Raindrop works with a number of conceptual entities, such as a 'message', 'identity', 'extension', 'account', etc. The set of entities is informal and can be extended at any time. These items are known as 'raindrop content'. For example, a single conceptual 'message', or a single 'identity' is a single item of 'raindrop content', regardless of how that content is expressed. Every item of raindrop content has a 'raindrop key' - this key is an object that uniquely identifies the content item. How this key is chosen depends on the 'provider' of the content item, but once created the raindrop key can be treated as an opaque blob - see below for more details.

A 'schema' is a definition of a set of fields and their meanings for a particular item of raindrop content. A schema could almost be seen as an 'interface for data' - it is a 'contract' between the producer and consumer of data about what that data means. A 'schema instance' is a particular set of fields conforming to a schema which describe a particular item of raindrop content. Schema instances are generally provided by raindrop extensions. For example, we may define a schema rd.msg.body which defines the body and envelope data of an abstract message, and a schema called rd.tags which defines tags for any item. Raindrop extensions will be able to create instances of these schemas for different items of content (eg, to define the tags for a specific message or identity.) A schema instance must be thought of as a 'set of fields' rather than as any particular storage mechanism - in particular, there isn't a 1:1 relationship between schemas and couchdb documents. Conceptually, each item has only 1 (or zero) instances of a particular schema. If multiple extensions provide the same schema for the same item, these schemas are "aggregated" such that a single conceptual schema instance exists. This mechanism allows multiple extensions to contribute to the final result (eg, by overriding a single field).

A single item of content is defined as the set of all schemas provided for a single 'raindrop key'. As a result, an item of raindrop content does not have the concept of a 'type', only the concept of what schemas it makes available. In other words, an item of raindrop content is not a 'message' or an 'identity' - it is just that some raindrop content items provide 'message' related schemas while others provide 'identity' related ones. There is nothing in the model to prevent a single item of raindrop content providing both identity and message related schemas, although that probably doesn't make much sense. Some items of raindrop content, such as account definitions or extensions, will provide neither message nor identity related schemas.

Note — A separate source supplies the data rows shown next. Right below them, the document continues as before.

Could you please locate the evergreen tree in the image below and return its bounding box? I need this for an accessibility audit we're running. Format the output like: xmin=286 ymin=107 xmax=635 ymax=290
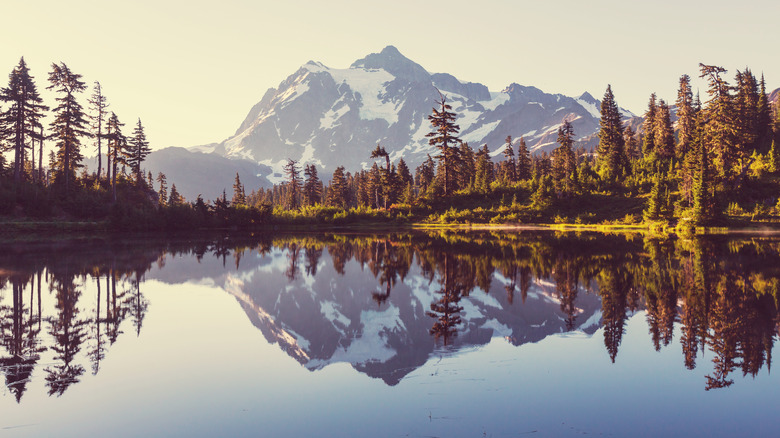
xmin=624 ymin=125 xmax=641 ymax=160
xmin=127 ymin=119 xmax=151 ymax=184
xmin=87 ymin=81 xmax=109 ymax=180
xmin=283 ymin=159 xmax=302 ymax=210
xmin=692 ymin=135 xmax=714 ymax=224
xmin=327 ymin=166 xmax=349 ymax=208
xmin=516 ymin=136 xmax=531 ymax=180
xmin=654 ymin=99 xmax=675 ymax=160
xmin=303 ymin=164 xmax=323 ymax=206
xmin=596 ymin=85 xmax=626 ymax=183
xmin=642 ymin=93 xmax=658 ymax=156
xmin=104 ymin=112 xmax=126 ymax=202
xmin=553 ymin=120 xmax=577 ymax=195
xmin=757 ymin=74 xmax=771 ymax=149
xmin=675 ymin=75 xmax=696 ymax=160
xmin=232 ymin=172 xmax=246 ymax=206
xmin=501 ymin=136 xmax=516 ymax=184
xmin=644 ymin=169 xmax=664 ymax=221
xmin=47 ymin=62 xmax=89 ymax=194
xmin=474 ymin=144 xmax=492 ymax=193
xmin=396 ymin=158 xmax=413 ymax=187
xmin=767 ymin=140 xmax=779 ymax=173
xmin=456 ymin=141 xmax=475 ymax=190
xmin=0 ymin=57 xmax=48 ymax=184
xmin=699 ymin=63 xmax=736 ymax=183
xmin=156 ymin=172 xmax=168 ymax=206
xmin=168 ymin=183 xmax=183 ymax=206
xmin=426 ymin=92 xmax=461 ymax=196
xmin=415 ymin=154 xmax=436 ymax=196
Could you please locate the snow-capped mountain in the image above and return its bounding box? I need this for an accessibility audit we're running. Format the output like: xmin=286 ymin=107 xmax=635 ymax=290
xmin=195 ymin=46 xmax=635 ymax=181
xmin=149 ymin=243 xmax=603 ymax=386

The intention is that our document model and API abstract away the storage of schemas - conceptually, all parts of raindrop deal only with the concept of reading and writing particular schema instances for particular 'raindrop keys' rather than dealing with the concept of couch documents. While this abstraction makes sense for a number of reasons, the primary reason is that we want to reserve the right to reconsider our storage model based on our experiences as the size of the data grows (and indeed we already have - the storage and aggregation of specific schema instances has changed since the first iteration)

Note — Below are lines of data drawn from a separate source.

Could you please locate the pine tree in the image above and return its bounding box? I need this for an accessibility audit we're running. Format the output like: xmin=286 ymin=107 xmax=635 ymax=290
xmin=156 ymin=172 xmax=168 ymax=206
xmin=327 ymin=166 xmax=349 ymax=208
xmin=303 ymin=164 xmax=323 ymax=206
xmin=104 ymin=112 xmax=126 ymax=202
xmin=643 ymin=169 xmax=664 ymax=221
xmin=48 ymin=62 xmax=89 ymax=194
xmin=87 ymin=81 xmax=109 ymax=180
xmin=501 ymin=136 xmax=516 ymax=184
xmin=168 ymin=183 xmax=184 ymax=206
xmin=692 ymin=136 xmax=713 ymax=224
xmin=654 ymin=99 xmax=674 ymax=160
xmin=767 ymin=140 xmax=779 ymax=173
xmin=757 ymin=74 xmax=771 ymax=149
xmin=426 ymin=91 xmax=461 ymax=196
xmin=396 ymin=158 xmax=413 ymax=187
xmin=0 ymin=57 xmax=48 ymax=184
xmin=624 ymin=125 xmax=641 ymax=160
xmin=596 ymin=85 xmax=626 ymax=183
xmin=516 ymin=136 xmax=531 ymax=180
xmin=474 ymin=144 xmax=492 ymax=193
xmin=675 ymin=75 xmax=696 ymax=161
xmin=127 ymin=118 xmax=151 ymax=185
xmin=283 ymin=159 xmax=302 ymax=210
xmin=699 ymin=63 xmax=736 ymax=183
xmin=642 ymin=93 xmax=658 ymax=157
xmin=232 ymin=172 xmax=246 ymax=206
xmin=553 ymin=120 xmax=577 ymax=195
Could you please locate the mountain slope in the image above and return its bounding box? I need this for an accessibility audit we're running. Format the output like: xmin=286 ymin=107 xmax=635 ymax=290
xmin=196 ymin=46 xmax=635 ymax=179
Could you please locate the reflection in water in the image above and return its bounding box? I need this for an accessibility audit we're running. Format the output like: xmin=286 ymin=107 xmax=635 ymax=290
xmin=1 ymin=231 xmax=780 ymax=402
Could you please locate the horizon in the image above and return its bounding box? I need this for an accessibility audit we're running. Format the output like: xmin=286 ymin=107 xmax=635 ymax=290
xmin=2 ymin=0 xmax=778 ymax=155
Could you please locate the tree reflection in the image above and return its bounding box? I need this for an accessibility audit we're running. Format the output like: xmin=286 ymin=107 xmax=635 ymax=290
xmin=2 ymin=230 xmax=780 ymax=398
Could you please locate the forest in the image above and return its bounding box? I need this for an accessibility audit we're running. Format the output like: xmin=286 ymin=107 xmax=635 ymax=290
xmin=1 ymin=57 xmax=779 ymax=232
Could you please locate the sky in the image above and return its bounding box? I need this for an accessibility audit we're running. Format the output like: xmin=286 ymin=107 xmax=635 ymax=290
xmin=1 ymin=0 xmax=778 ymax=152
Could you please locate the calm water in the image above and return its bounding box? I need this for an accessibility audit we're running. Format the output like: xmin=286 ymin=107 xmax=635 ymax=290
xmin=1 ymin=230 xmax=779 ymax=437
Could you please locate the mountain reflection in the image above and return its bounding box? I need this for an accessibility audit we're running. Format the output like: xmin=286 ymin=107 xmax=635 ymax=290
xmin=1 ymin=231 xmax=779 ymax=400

Multiple schema instances, confidences and aggregation.

A key requirement for raindrop is extensibility and schemas provide the key mechanism to achieve this. One canonical example used by the raindrop team is the ability to override the 'from' field for an item. For example, consider an email message which arrives, so the 'from' is recorded as being the email address which sent the message. We would like to enable an extension to notice that this address is actually a special address (eg, an auto-generated mail on behalf of a real person) and change the 'from' value which is shown by the front-end application. In our functional model, this extension is *not* free to simply modify the 'from' field which was initially written - instead some other mechanism to override that value must be provided.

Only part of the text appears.